The past year has seen the French news agenda sandwiched between repeated COVID lockdowns and an April election that re-elected President Macron but after a low-key campaign with limited interest and reduced turnout. Our data from late January and early February 2022 show static news consumption, and trust down for most news brands. But increased interest in Ukraine and some successful pay strategies provide grounds for optimism.
The Ukraine crisis has sparked a renewed interest in news. President Macron’s first televised address on Ukraine on 2 March drew over 21m people – 84% of the TV audience.1 News websites saw similarly impressive traffic around Ukraine with 8m visits to 20minutes.fr (which leads our list of online sources) on 24 February, the first day of war, compared to a daily average of 3.5m.
News consumption in France appears to be driven by either a foreign or a domestic crisis, but understandably new and decisive events resonate best. A March 2022 presidential TV election show with the leading eight (of 12) candidates drew 4.2m, just 20% of the TV audience, reflecting early assumptions of an easy win for Macron. Even as the contest tightened before the decisive second round, the Macron–Le Pen debate drew just 15.6m viewers – smaller numbers than their 2017 election clash.
Our survey data collected before the Ukraine war showed that news avoidance was up, with 36% saying they often or sometimes avoid the news compared to 33% in 2019 and 29% in 2017. When it comes to interest in different types of news only 24% of 18–24s say they are interested in COVID news, compared to 51% of the oldest 55+ age group.
More generally local, international, and political news are among the most popular types of news, but levels of interest tend to increase with age, with 34% of 18–24s versus 68% of over 55s for local news, 37% to 61% for international news, and 36% to 56% for political news. By contrast, interest in environment and climate change news varies less with age (an eight percentage point gap between 18–24s versus over 55s).
Local and regional news brands do particularly well in France and score best for trust. Aggregating figures for all the regional and local titles we asked about shows (after removing overlaps) that they are read by 31% offline and 17% online weekly.
TV remains the most popular way of accessing news first thing in the morning (27%), followed by the smartphone (25%) and then radio (23%). Radio’s continued importance as a news source is an unusual feature of the French market. Facebook remains the leading social media source for news (39%), with 9% using Twitter for news and 5% TikTok. Explainers about the war in Ukraine on TikTok are performing particularly well.
The proposed merger of the M6 and TF1 TV groups is under investigation by the Competition Authority. Their main channels, TF1 and M6 News, are used weekly by 35% and 26% of our respondents, indicating the considerable audience the merged company would attract, and together the firms account for 75% of TV revenue.

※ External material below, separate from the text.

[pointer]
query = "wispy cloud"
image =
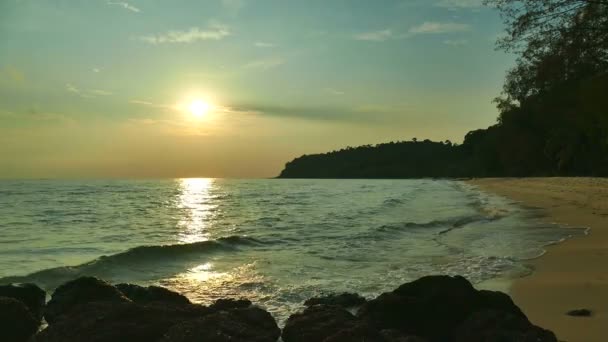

Google has recently signed an agreement to pay about 300 French publishers for the right to display their news content online on its search engine’s results page. This reflects the latest twist in a three-year dispute over so-called ‘neighbouring rights’ and a reopening of a 2021 deal after the Competition Authority found against Google. The current agreement includes more publishers than before but only includes daily local and national news brands, with the hope that magazines will be included later.2
Only 11% of our French sample pay for online news, unchanged since last year, but some have seen significant growth in digital subscriptions. Lemonde.fr is the first news website to exceed 400,000 digital subscribers while the digital pure-player Médiapart continues to perform well with its model of reader-funded investigative journalism and now has nearly 215,000 digital subscribers.3 Le Figaro reports 400,000 subscribers, including 250,000 digital-only, a 20% increase since 2020.
In early 2022 President Macron defended the importance of a professional, independent media faced with rising misinformation. In March he promised to abolish the TV licence fee (€135 per annum) if re-elected, in favour of a direct government grant. However, defenders of the various public service media it funds (e.g. France Télévisions, Radio France, and Arte) fear that this change, if implemented, could in time reduce their funding and independence.
Executive Dean, Sciences Po Journalism School
Online news sources (69%) have edged ahead of television (64%) as a weekly source of news but TV remains unusually important in France. Print’s long decline continues, and its 15% weekly use is less than half that in 2014.
Pay for online news
Listen to podcast in the last month
Trust in news overall
Trust in news I use
France ranks low in terms of overall trust by international standards, and just 21% and 19% think the media are independent of political or business influence, respectively. Most brands have lost trust since 2021, with BFM TV having more distrust than trust. Regional and local papers remain the most-trusted brands, then public service (France Télévisions and France Info), followed by Le Monde.